The short answer is no. The difficulty in making this model work is that cost of generating a sale must be subtracted directly from net from single sale. Given multiple products, this cost is distributed over a number of sales, and thus is less per sale. More important, an existing customer is your best prospect for a subsequent sale.
While there are exceptions, such as a successful affiliate program marketing say a private site, a single product site will produce modest profits. While they may be sufficient for one building a hobby or personal site, they are unlikely to produce a livable income.
If you have a single product site, or are planning one, path to increased profits lies in adding additional products. Customer loyalty is goal. You want all to return for more. Given shopping bots and so many web shoppers determinedly looking for price only, building repeat business can be difficult. Still, even though many buy never to return, your best prospect remains previous customers. To take advantage of this, you need additional products of interest to them.
Expanding A Single Product Site
As you consider adding products, be clear about your target. Be certain you have an accurate picture of your Perfect Customer. Every offer added to your site must be perceived as being beneficial by your target. Further be alert to impact it will have upon your position in your market. Negative just won't make it.

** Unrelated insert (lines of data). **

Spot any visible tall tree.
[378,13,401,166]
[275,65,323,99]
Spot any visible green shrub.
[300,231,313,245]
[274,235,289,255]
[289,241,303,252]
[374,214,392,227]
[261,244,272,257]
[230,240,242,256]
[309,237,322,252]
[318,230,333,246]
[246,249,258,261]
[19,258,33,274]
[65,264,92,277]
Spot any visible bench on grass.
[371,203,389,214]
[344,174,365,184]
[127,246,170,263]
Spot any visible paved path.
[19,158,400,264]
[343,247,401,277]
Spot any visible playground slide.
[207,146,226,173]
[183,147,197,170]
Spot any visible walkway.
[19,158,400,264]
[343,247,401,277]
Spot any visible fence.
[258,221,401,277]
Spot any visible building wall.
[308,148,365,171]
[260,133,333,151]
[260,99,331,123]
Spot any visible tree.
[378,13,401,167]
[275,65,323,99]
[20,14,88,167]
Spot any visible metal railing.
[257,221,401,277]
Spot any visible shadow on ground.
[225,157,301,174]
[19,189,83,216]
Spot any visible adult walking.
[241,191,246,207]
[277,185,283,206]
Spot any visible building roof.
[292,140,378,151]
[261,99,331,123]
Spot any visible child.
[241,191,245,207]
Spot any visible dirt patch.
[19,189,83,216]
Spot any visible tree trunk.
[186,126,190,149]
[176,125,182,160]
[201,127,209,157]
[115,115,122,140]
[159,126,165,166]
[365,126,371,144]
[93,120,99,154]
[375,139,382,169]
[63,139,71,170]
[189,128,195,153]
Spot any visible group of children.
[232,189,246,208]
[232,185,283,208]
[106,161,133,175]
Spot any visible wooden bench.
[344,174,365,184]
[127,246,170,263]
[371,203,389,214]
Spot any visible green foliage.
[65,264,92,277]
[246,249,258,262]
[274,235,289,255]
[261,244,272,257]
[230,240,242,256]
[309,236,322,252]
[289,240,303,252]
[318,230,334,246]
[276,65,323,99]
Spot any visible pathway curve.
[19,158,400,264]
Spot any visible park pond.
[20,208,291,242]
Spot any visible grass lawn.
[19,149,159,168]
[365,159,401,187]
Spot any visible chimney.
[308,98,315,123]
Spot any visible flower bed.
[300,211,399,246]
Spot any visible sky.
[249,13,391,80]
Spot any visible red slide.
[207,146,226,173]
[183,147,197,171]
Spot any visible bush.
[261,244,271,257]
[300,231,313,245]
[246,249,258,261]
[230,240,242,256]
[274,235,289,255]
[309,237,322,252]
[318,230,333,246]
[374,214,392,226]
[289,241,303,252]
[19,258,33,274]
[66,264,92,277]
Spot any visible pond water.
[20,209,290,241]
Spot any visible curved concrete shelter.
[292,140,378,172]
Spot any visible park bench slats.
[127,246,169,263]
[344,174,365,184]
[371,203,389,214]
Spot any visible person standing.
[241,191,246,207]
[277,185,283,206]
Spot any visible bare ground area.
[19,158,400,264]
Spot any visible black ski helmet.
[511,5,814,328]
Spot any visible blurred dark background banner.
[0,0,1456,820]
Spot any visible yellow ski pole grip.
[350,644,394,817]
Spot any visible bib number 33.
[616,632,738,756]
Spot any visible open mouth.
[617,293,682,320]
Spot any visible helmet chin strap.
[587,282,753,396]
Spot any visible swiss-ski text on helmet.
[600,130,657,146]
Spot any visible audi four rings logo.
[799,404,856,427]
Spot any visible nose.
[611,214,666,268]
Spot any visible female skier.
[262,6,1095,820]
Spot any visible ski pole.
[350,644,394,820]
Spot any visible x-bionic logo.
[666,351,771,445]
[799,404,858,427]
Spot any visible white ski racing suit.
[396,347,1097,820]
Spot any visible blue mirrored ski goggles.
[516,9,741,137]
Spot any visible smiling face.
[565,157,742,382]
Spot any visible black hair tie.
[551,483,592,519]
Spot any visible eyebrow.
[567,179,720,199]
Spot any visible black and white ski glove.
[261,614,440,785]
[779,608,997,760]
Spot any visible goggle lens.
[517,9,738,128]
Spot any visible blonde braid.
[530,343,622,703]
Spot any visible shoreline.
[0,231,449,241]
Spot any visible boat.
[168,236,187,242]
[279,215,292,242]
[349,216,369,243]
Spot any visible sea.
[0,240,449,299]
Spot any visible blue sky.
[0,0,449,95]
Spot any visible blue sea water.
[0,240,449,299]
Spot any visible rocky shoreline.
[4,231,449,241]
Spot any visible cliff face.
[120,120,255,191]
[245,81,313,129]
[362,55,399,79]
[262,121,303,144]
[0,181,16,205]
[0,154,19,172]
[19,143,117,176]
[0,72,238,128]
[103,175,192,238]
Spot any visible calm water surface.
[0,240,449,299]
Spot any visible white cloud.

If you try to sell harmonicas to an established target of opera lovers, your credibility about opera will drop dramatically. Serious visitors and subscribers will quickly disappear.
Note reverse is equally true. Try selling opera to harmonica fans. It won't fly worth a hoot.
Beating Up On The Competition
Another grand benefit in expanding your product line is strength it adds to your position relative to that of your competitors. While such expansion needs to be within constraints of your position and target, a broader range of products can greatly increase perceived depth and scope of your business.
Ebooks As An Example
I recently compared all ebook compilers I could find. (For details, send email to mailto:firstname.lastname@example.org ) There are about a dozen that compile from HTML code to a Windows EXE file. They all face direct competition from Adobe Acrobat, which compiles to a .PDF file. And there is plenty of indirect competition from handhelds, such as eBookMan. (Then, of course, there are hard copy books, still much favored.)